Sometimes Bland, But Priceless Collection of Gems,
Below are a few of the gems that I find worth noting, and for which I recommend the book as a unique record:
1) Puts forward elegant argument for permissive & necessary secrecy in the best interests of the public
2) Defends the CIA culture as highly disciplined–he is persuasive in stating that only Presidents can order covert actions, and that CIA does only the President’s direct bidding.
3) Makes it clear in passing, not intentionally, that his experience as both a journalist and businessman were essential to his ultimate success as a spymaster and manager of complex intelligence endeavors–this suggests that one reason there is “no bench” at CIA today is because all the senior managers have been raised as cattle destined to be veal: as young entry on duty people, brought up within the bureaucracy, not knowing how to scrounge sources or meet payroll…
4) Compellingly discusses the fact that intelligence without counterintelligence is almost irrelevant if not counterproductive, but then glosses over some of the most glaring counterintelligence failures in the history of the CIA–interestingly, he defends James Angleton and places the blame for mistreating Nosenko squarterly on the Soviet Division leadership in the Directorate of Operations.
5) Points out that it was Human Intelligence (HUMINT), not Imagery Intelligence (IMINT), that first found the Soviet missiles in Cuba.
6) He confirms the Directorate of Intelligence and the analysis it does, as the “essence” of intelligence, relegating clandestine and technical intelligence to support functions rather than driving functions. This is most important, in that neither clandestine nor technical collectors are truly responsive to the needs of all-source analysts, in part because systems are designed, and agents are recruited, without regard to what is actually needed.
7) He tells a great story on Laos, essentially noting that 200 CIA paramilitary officers, and money, and the indigenous population, where able to keep 5 North Vietnamese divisions bogged down, and kept Laos more or less free for a decade
8) In the same story on Laos, he explains U.S. Department of Defense incapacity in unconventional or behind the lines war by noting that their officers kept arriving “with knapsacks full of doctrine”.
9) In recounting some of CIA’s technical successes, he notes casually that persistence is a virtue–there were *thirteen* satellite failures before the 14th CORONA effort finally achieved its objectives.

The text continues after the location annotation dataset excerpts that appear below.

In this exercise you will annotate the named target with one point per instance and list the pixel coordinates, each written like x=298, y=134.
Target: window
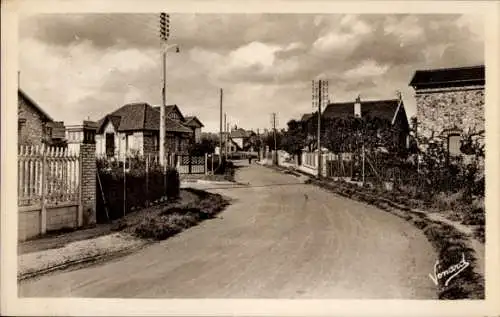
x=454, y=144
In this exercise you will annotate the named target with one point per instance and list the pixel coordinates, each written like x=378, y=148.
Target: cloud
x=368, y=68
x=94, y=63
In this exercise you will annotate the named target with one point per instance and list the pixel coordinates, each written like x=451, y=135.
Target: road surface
x=280, y=238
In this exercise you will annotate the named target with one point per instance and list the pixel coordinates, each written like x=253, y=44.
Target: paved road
x=278, y=239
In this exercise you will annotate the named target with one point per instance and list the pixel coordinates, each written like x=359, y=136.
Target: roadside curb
x=83, y=261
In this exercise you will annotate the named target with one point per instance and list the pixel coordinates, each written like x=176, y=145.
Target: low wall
x=58, y=217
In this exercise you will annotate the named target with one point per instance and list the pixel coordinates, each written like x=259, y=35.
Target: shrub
x=140, y=187
x=173, y=184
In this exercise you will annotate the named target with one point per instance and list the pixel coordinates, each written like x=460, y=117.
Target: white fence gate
x=47, y=175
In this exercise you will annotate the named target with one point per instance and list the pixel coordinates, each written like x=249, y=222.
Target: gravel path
x=40, y=261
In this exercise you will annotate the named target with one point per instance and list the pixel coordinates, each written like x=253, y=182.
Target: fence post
x=88, y=168
x=206, y=163
x=124, y=186
x=147, y=181
x=43, y=214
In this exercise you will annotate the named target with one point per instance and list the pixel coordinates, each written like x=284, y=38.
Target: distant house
x=35, y=126
x=195, y=124
x=450, y=102
x=242, y=138
x=392, y=110
x=309, y=123
x=135, y=129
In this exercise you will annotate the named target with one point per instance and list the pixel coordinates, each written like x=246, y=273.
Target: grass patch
x=448, y=242
x=161, y=222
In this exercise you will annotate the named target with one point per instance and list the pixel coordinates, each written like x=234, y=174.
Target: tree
x=293, y=140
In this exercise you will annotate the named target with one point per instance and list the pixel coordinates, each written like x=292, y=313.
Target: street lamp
x=164, y=35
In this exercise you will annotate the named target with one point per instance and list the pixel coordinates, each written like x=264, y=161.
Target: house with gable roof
x=450, y=102
x=135, y=129
x=391, y=110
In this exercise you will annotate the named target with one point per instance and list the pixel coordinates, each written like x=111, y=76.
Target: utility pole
x=220, y=130
x=273, y=123
x=320, y=95
x=226, y=136
x=164, y=35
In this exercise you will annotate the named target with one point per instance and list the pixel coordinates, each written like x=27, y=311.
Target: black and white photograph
x=177, y=154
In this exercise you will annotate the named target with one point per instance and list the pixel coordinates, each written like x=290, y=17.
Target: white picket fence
x=47, y=174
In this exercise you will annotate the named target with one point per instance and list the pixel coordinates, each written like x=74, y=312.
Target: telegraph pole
x=220, y=129
x=273, y=122
x=226, y=137
x=319, y=130
x=320, y=95
x=164, y=35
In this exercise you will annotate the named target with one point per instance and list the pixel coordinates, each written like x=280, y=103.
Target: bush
x=140, y=187
x=162, y=225
x=475, y=216
x=173, y=184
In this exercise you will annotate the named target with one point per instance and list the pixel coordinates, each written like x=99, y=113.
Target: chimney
x=357, y=107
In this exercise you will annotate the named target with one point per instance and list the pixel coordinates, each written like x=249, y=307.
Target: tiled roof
x=384, y=109
x=140, y=116
x=176, y=126
x=449, y=77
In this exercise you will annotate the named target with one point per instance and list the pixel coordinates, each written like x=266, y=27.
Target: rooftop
x=448, y=77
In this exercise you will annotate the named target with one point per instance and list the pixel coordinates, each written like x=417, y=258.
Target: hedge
x=141, y=187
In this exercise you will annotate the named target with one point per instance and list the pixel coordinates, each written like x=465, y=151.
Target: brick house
x=392, y=110
x=135, y=129
x=450, y=102
x=35, y=126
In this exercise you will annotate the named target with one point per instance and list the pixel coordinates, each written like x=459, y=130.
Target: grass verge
x=163, y=222
x=450, y=244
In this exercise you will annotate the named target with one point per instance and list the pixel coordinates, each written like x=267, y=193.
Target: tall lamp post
x=165, y=47
x=319, y=97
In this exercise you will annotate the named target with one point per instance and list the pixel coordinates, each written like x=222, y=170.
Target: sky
x=84, y=66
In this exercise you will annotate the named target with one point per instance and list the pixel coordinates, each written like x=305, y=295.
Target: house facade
x=391, y=110
x=195, y=124
x=134, y=129
x=35, y=126
x=242, y=138
x=450, y=102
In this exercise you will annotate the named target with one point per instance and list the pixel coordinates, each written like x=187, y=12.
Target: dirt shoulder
x=58, y=251
x=452, y=240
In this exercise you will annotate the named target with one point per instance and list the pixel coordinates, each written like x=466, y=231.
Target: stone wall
x=32, y=131
x=448, y=108
x=88, y=184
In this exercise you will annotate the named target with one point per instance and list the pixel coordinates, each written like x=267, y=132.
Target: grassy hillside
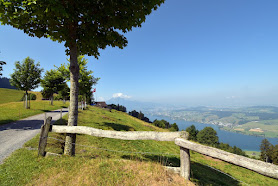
x=14, y=111
x=102, y=161
x=11, y=95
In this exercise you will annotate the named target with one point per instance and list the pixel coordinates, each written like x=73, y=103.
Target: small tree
x=26, y=76
x=86, y=79
x=192, y=131
x=1, y=68
x=208, y=136
x=83, y=26
x=52, y=82
x=266, y=150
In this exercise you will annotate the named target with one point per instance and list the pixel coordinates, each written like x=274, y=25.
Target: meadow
x=103, y=161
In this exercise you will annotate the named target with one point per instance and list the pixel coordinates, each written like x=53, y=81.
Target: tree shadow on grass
x=118, y=127
x=200, y=174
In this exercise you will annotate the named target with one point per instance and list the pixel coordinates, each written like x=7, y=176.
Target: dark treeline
x=208, y=136
x=269, y=152
x=5, y=83
x=117, y=107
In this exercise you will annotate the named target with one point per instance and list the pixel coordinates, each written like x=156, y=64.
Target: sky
x=189, y=52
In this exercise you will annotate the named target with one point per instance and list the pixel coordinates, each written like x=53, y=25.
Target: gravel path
x=14, y=135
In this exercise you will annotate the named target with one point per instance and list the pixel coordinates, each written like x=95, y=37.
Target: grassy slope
x=94, y=165
x=14, y=111
x=10, y=95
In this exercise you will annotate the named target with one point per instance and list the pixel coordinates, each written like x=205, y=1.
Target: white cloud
x=120, y=95
x=100, y=99
x=231, y=97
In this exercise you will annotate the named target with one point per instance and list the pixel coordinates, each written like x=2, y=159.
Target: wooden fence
x=180, y=139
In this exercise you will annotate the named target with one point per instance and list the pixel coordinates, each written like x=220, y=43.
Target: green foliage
x=13, y=111
x=86, y=79
x=117, y=107
x=5, y=83
x=52, y=82
x=266, y=151
x=26, y=75
x=208, y=136
x=1, y=68
x=91, y=25
x=92, y=165
x=30, y=96
x=192, y=131
x=10, y=95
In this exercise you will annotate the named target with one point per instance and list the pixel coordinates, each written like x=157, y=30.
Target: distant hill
x=5, y=83
x=135, y=105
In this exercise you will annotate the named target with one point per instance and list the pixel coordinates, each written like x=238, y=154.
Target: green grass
x=14, y=111
x=10, y=95
x=254, y=154
x=93, y=165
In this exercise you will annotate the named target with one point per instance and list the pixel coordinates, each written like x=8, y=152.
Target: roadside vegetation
x=103, y=161
x=14, y=111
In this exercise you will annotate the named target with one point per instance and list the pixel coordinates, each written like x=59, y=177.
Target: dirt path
x=15, y=134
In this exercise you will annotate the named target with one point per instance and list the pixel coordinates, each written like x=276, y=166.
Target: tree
x=266, y=150
x=192, y=131
x=86, y=79
x=26, y=76
x=174, y=127
x=64, y=93
x=208, y=136
x=275, y=155
x=52, y=82
x=84, y=26
x=1, y=68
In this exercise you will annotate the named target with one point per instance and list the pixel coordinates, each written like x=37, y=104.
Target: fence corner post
x=43, y=136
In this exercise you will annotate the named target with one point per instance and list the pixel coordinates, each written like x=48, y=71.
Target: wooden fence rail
x=261, y=167
x=180, y=139
x=130, y=135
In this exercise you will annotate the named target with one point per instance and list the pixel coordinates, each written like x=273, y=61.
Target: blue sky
x=192, y=52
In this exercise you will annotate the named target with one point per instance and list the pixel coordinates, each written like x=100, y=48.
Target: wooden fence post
x=43, y=137
x=185, y=163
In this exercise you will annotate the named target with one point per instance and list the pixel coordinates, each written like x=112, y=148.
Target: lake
x=245, y=142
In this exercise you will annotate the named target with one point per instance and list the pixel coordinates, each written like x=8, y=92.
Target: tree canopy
x=208, y=136
x=26, y=76
x=84, y=26
x=1, y=68
x=52, y=82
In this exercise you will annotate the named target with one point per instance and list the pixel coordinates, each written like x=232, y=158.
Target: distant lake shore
x=245, y=142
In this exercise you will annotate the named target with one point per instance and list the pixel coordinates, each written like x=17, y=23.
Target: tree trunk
x=26, y=100
x=52, y=100
x=74, y=89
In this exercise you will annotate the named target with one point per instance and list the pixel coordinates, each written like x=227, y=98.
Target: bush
x=31, y=96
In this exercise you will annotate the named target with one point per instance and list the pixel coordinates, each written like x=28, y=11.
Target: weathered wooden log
x=43, y=136
x=130, y=135
x=261, y=167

10) He gives Lyndon Baines Johnson (LBJ) much higher marks at a user and leader of intelligence, such that we wondered why Christopher Andrew, the noted author on US Presidents and intelligence, did not include LBJ is his “four who got it” (Washington, Eisenhower, Kennedy, and Bush Senior).
11) He confirms, carefully and directly, that the Israeli attacks on the USS Liberty were deliberate and with fore-knowledge that the USS Liberty was a US vessel flying the US flag on US official business.
12) He expresses concern, in recounting the mistakes in Chile, over the lack of understanding by President Nixon and Henry Kissinger (who writes the Foreword to this book) of the time lags involved in clandestine operations and covert actions.
13) In summary, he ends with pride, noting that all that CIA did not only reduced fear, it saved tens of billions of dollars in defense expenditures that would have been either defeated by the Soviets, or were unnecessary. There can be no question, in light of this account, but that CIA has more than “paid the rent”, and for all its trials and tribulations, provides the US taxpayer with a better return on investment than they get from any other part of the US Government, and certainly vastly more bang for the buck that they get from the US Department of Defense.
Richard Helms is a one-of-a-kind, and this memoire should be read by every intellience professional, and anyone who wishes to understand how honorable men can thrive in the black world of clandestine and covert operations. RIP.